Arrow then digs up a couple of archival features, including a 16-minute interview with actor Wolfgang Preiss from 2002, who goes through a scrapbook around the films he has done, recounting stories around the films and the people he worked with (including Otto Preminger, Klaus Kinski, Gert Frobe, and others). There is also an edited presentation from 2019 featuring interviews with actress Liana Orfei and film historian Fabio Melelli. Melelli talks about the film in relation to its time and place, and goes a little over director Giorgio Ferroni’s career, while Orfei talks about her career in the circus, how she came to work in film, and covers about her time on this one, her death scene in particular. Melelli’s contribution doesn’t add all that much since Lucas covers everything and more in his track, but I enjoyed listening to Orfei’s contribution. The feature runs 27-minutes.
Arrow then includes a couple of alternate opening credits, including the UK one with the alternative title, Drops of Blood, followed by the German one, which gives Wolfgang Preiss top billing.

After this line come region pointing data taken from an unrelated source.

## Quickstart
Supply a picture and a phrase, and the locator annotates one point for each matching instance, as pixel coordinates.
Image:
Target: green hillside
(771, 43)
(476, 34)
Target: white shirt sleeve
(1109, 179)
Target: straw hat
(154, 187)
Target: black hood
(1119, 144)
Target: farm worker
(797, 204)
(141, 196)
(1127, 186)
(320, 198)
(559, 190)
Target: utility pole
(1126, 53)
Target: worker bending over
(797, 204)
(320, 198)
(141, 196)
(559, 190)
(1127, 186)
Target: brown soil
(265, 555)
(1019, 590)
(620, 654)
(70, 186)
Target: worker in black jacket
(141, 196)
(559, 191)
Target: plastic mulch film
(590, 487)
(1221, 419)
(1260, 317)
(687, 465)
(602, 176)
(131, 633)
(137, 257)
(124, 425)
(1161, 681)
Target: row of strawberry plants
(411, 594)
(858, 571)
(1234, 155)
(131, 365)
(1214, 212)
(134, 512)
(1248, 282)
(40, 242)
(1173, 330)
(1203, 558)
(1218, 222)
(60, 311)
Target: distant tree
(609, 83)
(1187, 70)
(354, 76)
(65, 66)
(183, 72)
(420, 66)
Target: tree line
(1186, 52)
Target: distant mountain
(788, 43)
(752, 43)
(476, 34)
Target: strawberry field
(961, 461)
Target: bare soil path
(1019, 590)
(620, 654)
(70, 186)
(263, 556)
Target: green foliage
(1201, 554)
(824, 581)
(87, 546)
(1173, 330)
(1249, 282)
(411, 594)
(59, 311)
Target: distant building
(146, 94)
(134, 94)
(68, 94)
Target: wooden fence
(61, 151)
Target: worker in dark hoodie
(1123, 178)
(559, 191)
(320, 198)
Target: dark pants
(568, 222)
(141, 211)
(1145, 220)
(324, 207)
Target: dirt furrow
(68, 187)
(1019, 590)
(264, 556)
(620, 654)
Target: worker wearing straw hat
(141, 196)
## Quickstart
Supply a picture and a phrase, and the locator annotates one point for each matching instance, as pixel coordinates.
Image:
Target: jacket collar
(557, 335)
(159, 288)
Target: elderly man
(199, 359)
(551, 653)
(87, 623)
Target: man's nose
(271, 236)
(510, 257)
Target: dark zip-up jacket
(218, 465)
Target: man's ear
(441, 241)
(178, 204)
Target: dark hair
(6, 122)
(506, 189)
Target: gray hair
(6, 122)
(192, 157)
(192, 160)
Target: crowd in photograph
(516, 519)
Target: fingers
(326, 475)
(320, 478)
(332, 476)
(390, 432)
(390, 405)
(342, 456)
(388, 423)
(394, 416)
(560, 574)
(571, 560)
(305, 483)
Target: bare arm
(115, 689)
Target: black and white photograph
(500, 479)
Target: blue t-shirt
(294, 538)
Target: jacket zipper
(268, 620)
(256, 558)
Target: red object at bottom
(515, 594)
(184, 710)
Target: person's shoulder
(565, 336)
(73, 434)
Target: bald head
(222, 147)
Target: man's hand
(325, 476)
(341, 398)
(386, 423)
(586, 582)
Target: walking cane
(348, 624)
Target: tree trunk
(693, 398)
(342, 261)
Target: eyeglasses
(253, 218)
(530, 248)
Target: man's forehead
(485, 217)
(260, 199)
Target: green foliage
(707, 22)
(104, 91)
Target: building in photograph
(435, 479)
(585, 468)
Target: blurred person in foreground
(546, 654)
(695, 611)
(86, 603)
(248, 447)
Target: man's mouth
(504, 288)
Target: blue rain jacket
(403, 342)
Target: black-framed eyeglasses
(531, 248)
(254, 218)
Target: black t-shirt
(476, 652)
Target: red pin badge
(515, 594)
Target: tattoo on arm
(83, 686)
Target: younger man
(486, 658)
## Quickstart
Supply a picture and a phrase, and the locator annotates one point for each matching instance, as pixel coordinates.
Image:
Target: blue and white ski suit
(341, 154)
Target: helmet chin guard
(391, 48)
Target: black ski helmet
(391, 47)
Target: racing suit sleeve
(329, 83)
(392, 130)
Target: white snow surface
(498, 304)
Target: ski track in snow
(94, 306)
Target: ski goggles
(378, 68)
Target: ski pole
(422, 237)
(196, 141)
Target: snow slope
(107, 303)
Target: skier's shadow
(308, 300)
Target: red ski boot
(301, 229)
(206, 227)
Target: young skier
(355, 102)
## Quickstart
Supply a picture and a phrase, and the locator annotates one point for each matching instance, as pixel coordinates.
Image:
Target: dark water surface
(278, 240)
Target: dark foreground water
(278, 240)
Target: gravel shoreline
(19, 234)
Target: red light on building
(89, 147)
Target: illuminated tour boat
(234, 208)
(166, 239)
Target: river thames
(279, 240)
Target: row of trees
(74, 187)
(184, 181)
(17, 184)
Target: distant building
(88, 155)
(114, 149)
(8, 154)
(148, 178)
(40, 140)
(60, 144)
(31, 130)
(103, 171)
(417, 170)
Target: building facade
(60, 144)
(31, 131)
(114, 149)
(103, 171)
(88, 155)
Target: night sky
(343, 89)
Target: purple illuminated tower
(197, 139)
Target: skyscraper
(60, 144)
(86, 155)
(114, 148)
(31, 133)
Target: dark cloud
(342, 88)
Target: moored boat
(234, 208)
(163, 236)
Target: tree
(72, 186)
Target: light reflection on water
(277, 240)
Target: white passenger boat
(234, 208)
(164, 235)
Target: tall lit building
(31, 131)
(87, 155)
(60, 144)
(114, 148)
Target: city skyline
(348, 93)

The UK one is sourced from video tape by the looks of it, while the German one is sourced from a badly deteriorated print, which is chipped and peeling on the right side of the frame.
Finally, the disc closes with the U.S. and German trailers, followed by an image gallery featuring promotional art and production photos along scans of the German and U.S. pressbooks . The gallery also offers close-ups of some of the art and content.
The Limited Edition then houses the two discs in one of Arrow’s standard 2-disc Blu-ray cases, which is then held in a sturdy cardboard sleeve. The sleeve also holds a fold-out poster featuring new art on one side and original art on the other, as well as a 59-page booklet. The booklet first features an essay on the film by author Roberto Curti followed by the essay on the different versions, written by Brad Stevens. The booklet also includes some contemporary reviews, including the positive one from Midi-Minuit Fantastique that Lucas ends up reading in his track. Another great booklet from Arrow.
All around, Arrow has put together a very satisfying release for the film, covering the film’s many versions, its gothic elements, and its importance as a steppingstone for Italian horror.
Arrow has lovingly assembled another knock-out Limited Edition package that delivers some great features and a real knock-out of a presentation.